To be exact, the locks were never 100% fair – reason is kernel mode APC (Asynchronous Procedure Calls) that can shuffle FIFO order both in XP and Vista. This consideration is closely related to well-known PulseEvent function issue (PulseEvent function is deprecated now). Still if there are no APC calls to interfere, the FIFO order is maintained.
With Windows XP we can think that the system never releases a lock if there is a thread waiting for it – the system just passes a lock from the thread that released it to the thread already waiting for it.
The situation is different with Vista.
Imagine the following scenario: a thread A entered a critical section; a thread B is entering the same critical section (waiting for the thread A to leave it); a thread C is executing and is about to enter the critical section. With Windows XP the thread C have no chance to sneak before the thread B and get hold of the lock first. Starting from Vista the thread C have a chance to do it.

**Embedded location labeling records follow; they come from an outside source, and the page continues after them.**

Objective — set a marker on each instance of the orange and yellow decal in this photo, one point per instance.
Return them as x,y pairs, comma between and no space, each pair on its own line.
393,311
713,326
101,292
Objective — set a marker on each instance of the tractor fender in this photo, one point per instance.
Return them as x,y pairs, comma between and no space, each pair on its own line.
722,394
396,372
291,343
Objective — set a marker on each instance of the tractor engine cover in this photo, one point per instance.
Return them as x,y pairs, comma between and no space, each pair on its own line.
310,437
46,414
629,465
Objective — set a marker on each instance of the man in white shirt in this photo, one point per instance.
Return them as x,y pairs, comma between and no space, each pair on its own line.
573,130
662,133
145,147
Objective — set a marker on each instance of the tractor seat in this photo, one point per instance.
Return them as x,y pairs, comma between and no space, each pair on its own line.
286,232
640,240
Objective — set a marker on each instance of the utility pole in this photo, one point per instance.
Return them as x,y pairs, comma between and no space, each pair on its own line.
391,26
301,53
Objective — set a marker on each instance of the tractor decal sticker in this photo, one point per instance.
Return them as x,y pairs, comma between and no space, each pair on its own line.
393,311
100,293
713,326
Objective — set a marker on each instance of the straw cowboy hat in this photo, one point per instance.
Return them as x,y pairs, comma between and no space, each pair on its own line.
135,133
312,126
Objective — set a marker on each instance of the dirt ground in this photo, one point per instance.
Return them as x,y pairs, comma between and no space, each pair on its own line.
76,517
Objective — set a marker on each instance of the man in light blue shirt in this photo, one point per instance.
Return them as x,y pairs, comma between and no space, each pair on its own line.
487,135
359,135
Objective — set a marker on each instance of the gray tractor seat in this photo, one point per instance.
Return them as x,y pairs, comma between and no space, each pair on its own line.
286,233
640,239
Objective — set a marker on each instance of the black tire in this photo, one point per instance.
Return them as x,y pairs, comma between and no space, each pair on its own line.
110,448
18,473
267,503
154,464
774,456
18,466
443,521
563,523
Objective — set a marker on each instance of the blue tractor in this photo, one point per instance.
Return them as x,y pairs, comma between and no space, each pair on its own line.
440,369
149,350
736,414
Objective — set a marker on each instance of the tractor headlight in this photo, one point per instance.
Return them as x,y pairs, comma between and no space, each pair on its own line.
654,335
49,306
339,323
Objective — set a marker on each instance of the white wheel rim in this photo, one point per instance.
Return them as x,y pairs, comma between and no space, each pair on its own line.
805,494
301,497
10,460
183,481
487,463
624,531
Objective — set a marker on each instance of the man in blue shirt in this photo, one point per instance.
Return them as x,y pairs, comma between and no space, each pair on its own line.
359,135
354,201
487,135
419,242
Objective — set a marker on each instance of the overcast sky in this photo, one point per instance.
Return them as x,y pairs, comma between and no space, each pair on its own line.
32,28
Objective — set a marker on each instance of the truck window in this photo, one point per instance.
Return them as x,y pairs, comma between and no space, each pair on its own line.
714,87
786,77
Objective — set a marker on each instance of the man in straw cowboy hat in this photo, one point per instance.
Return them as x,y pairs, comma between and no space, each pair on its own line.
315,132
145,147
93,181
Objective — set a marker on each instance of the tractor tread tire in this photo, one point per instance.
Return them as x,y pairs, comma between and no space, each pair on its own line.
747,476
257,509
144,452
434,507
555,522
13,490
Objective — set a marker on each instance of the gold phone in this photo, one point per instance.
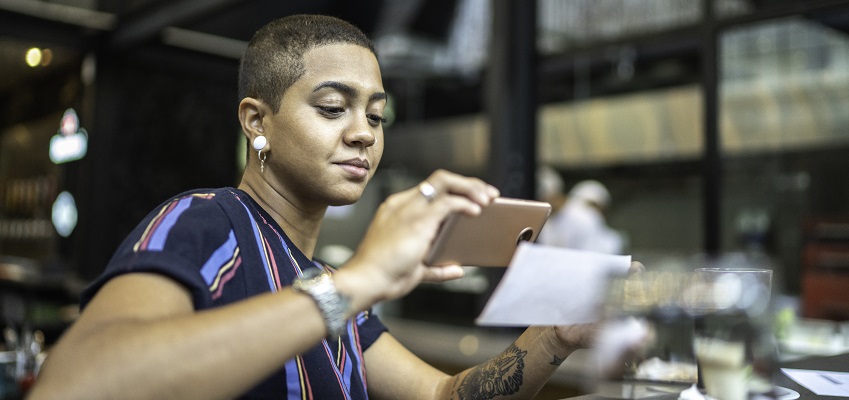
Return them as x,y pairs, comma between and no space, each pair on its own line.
490,238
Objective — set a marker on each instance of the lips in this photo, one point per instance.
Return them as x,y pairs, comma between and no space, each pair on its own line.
356,168
355,162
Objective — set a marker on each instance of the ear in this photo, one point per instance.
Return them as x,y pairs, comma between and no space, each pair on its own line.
252,113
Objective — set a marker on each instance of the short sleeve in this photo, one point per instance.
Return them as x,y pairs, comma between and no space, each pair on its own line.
179,239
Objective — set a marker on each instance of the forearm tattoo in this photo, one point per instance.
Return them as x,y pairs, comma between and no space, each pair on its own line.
501,376
557,360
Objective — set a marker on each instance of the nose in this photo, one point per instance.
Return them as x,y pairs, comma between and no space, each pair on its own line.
360,133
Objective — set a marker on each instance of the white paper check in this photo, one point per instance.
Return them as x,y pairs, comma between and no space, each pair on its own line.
547,285
823,383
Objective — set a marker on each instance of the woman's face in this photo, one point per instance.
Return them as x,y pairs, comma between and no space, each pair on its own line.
327,137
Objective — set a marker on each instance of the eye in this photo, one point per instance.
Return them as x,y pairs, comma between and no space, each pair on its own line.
376,120
330,112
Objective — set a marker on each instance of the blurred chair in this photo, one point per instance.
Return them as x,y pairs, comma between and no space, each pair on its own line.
825,269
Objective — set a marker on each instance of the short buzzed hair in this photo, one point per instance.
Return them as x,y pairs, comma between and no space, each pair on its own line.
273,60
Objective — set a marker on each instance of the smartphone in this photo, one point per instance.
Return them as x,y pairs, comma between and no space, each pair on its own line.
490,238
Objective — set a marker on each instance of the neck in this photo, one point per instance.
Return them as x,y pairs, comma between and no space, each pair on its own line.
301,224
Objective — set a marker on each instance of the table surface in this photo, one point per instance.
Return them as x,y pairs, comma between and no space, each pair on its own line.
838,363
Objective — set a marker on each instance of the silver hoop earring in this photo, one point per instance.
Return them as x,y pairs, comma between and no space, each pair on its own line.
259,144
261,157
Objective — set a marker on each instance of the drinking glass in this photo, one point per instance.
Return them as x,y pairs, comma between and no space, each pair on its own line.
731,342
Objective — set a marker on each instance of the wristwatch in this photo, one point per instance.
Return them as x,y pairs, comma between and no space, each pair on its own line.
319,285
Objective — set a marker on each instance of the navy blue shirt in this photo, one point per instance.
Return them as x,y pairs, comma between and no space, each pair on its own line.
224,248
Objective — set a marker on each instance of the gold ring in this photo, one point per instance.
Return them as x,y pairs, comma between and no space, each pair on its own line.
427,190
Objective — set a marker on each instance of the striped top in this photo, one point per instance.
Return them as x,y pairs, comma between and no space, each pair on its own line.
224,248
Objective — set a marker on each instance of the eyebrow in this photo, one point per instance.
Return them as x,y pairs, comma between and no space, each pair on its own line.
347,90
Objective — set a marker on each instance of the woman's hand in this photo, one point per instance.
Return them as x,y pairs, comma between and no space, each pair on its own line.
388,261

The reason to change the lock’s internals is to make the system more multiprocessor (or multicore) friendly. Consider the threads A, B and C are executed on separate processors. If the thread C get hold of the lock just released by thread A (before the thread B), it avoids entering a wait state and also avoids the overhead related (context switching). The thread B is already in wait state, now it will have to wait the thread C to release the lock, but since the thread C has avoided the wait state completely the total system performance is increased. We can think that locks are used more effectively now – the situation when some thread holds a critical section but not executes a code protected by the critical section (performing a context switching) is less probable.